Scott suggests that the young girl’s inability to challenge and counter her sexual objectification is the natural product a generation of young black girls who have been “been degraded, exploited, not celebrated, saturated with self-hatred / ‘Cause every time she turn on TV, what does she see? / Big ole booty, and it ain’t got nothing to do with the song / Thus her definition of beauty.” Taking on the role of the ghetto-griot (itself a role often assigned to black men), Scott moans “Oh, Lord, Oh Lord, Oh Lord, let her recognize the magnificence you’ve created — lift her, lift her, lift her, lift her. Let her be elevated. . . .” The lyric at once references the “lifting as we climb” theme that was the foundation of the Black Women’s Club Movement of the late 19th and early 20th centuries and the social pedestal in from where white feminine beauty standards are projected as the most desired. Like the stunning Chris Robinson directed video for Alicia Key’s “A Woman’s Worth”, Scott’s “Thickness” is an effort aimed at countering the sexist, misogynistic, and racist narratives about black women that often go unchallenged within various black publics, including entities such as BET that willingly trade in the distortion of black feminine identity with programs like Cita’s World (she the noted cyber-hoochie host) and Oh Drama.

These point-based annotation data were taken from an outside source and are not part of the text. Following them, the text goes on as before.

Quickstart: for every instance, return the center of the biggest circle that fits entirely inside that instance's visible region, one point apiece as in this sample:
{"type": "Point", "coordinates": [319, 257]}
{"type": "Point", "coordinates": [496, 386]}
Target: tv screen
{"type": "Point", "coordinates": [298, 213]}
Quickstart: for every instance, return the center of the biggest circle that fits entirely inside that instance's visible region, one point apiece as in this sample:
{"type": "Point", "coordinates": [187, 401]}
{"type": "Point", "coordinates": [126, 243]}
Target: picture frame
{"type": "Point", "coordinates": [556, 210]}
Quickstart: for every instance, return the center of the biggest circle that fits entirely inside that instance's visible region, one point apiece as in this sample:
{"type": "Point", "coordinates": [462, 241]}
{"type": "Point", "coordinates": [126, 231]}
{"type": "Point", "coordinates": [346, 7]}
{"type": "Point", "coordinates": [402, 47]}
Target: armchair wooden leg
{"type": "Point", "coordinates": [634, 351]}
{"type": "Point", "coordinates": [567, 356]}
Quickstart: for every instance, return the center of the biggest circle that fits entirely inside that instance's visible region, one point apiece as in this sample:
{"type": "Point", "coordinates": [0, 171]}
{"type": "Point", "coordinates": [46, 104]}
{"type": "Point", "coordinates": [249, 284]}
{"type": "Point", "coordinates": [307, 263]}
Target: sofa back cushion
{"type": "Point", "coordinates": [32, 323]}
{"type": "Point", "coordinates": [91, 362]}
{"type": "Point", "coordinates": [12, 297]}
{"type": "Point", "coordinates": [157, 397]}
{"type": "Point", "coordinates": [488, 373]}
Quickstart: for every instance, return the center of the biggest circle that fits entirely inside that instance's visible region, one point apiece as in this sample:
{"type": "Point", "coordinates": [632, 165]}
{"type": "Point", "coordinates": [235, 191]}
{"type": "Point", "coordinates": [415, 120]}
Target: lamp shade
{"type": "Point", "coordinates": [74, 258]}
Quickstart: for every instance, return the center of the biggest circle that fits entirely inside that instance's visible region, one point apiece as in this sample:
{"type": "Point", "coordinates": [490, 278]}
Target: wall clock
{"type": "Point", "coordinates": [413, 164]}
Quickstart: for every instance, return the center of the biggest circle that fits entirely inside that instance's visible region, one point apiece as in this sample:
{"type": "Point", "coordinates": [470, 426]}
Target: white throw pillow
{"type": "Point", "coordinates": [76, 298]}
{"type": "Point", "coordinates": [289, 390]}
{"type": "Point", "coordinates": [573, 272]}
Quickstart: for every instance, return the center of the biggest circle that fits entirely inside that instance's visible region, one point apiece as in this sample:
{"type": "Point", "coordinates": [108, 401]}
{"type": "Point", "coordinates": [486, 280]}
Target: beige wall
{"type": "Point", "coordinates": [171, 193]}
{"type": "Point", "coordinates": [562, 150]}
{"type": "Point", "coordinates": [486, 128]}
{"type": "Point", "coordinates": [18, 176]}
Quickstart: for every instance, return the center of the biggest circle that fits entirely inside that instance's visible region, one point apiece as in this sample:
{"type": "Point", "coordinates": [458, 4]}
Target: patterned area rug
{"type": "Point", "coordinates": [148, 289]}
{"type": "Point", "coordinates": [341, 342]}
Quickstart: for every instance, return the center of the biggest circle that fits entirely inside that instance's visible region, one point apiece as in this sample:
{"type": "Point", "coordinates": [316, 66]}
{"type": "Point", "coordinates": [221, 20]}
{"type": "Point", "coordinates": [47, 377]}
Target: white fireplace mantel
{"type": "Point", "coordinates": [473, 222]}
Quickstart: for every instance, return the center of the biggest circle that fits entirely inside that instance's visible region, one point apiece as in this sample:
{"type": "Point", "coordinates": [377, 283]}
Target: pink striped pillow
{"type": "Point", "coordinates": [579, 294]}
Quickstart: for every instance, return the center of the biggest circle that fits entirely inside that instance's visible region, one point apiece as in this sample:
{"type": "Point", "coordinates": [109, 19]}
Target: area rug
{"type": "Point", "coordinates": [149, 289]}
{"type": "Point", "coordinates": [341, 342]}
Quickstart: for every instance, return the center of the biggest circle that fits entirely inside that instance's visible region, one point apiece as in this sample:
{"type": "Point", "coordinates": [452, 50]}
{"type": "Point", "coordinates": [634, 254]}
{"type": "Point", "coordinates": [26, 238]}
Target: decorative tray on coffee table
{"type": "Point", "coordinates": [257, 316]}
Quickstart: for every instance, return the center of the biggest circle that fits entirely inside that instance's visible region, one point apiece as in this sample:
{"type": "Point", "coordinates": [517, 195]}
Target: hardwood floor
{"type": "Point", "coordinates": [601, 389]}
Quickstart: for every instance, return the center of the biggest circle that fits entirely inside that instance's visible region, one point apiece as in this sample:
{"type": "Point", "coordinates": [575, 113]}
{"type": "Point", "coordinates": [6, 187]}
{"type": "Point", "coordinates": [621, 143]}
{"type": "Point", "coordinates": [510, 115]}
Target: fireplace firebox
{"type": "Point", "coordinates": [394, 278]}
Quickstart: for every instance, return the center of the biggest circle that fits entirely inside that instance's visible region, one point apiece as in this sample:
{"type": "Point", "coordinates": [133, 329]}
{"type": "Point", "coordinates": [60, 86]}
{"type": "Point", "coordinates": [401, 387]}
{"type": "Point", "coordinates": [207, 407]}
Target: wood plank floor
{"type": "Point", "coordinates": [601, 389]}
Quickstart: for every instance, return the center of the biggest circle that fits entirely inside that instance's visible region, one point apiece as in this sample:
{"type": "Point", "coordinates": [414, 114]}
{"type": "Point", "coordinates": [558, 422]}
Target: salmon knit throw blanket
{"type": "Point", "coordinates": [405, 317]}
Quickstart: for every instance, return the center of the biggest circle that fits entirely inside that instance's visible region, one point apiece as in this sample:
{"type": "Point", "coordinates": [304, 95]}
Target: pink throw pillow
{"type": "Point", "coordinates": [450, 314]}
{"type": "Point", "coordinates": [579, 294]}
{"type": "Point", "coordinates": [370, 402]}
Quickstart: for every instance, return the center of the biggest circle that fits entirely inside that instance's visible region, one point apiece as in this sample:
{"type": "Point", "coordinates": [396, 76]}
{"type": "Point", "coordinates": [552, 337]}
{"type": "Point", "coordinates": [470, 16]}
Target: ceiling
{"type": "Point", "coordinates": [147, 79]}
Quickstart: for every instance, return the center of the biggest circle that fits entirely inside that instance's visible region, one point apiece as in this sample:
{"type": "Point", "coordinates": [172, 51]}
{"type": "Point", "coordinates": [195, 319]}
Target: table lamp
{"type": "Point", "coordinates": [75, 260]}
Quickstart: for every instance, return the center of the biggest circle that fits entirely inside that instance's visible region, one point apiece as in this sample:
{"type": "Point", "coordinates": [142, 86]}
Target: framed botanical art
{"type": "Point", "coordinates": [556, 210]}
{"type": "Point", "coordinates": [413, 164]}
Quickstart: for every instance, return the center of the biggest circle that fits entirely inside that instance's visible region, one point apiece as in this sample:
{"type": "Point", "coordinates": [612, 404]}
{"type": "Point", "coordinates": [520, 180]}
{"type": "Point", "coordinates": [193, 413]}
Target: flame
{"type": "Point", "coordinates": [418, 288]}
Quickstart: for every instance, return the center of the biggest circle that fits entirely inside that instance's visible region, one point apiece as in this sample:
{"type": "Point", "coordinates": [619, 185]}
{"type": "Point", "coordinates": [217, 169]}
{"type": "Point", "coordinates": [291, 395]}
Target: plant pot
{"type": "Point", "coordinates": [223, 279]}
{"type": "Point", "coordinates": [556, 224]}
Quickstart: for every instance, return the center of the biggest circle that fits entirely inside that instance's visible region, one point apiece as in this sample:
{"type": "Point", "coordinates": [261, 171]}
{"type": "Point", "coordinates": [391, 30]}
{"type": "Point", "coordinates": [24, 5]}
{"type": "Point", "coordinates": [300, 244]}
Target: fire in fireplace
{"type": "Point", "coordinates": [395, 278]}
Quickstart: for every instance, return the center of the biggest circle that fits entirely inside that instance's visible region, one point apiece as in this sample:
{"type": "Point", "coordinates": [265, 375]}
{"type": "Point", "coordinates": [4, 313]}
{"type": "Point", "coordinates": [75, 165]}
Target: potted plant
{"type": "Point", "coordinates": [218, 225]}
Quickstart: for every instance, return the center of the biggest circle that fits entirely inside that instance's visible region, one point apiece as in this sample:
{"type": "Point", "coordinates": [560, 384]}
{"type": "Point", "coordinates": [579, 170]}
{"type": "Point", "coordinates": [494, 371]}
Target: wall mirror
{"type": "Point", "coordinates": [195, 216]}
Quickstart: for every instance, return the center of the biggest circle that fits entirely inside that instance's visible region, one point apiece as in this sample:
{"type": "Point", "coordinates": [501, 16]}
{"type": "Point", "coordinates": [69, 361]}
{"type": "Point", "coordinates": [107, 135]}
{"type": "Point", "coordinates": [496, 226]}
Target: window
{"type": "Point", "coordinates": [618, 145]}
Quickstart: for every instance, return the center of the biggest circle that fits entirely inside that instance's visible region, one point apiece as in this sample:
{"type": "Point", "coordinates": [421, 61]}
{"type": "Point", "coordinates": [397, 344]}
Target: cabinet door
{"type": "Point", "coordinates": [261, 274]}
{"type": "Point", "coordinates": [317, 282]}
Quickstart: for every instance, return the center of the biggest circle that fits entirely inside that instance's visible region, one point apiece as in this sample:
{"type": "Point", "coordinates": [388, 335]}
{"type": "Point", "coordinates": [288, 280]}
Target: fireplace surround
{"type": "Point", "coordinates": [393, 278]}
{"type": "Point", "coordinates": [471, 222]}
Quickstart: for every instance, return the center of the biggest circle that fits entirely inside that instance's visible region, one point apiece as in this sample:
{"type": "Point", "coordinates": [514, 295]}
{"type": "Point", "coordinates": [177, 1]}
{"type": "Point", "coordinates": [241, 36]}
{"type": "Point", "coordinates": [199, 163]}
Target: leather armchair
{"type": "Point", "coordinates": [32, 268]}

With Experience: Jill Scott 826+, Scott presents a fuller sense of her artistry and her passions. In an industry that is seemingly fixated on youth and some of youth culture’s attendant banalities — as if banging grooves from Pink or Gwen Stefani and No Doubt is really all that more serious than being a “slave” to Britney — Scott steps up with some “grown woman” music that is sure to further solidify her position as one of the most accomplished purveyors of what Sista Stone calls “Real Soul Music”.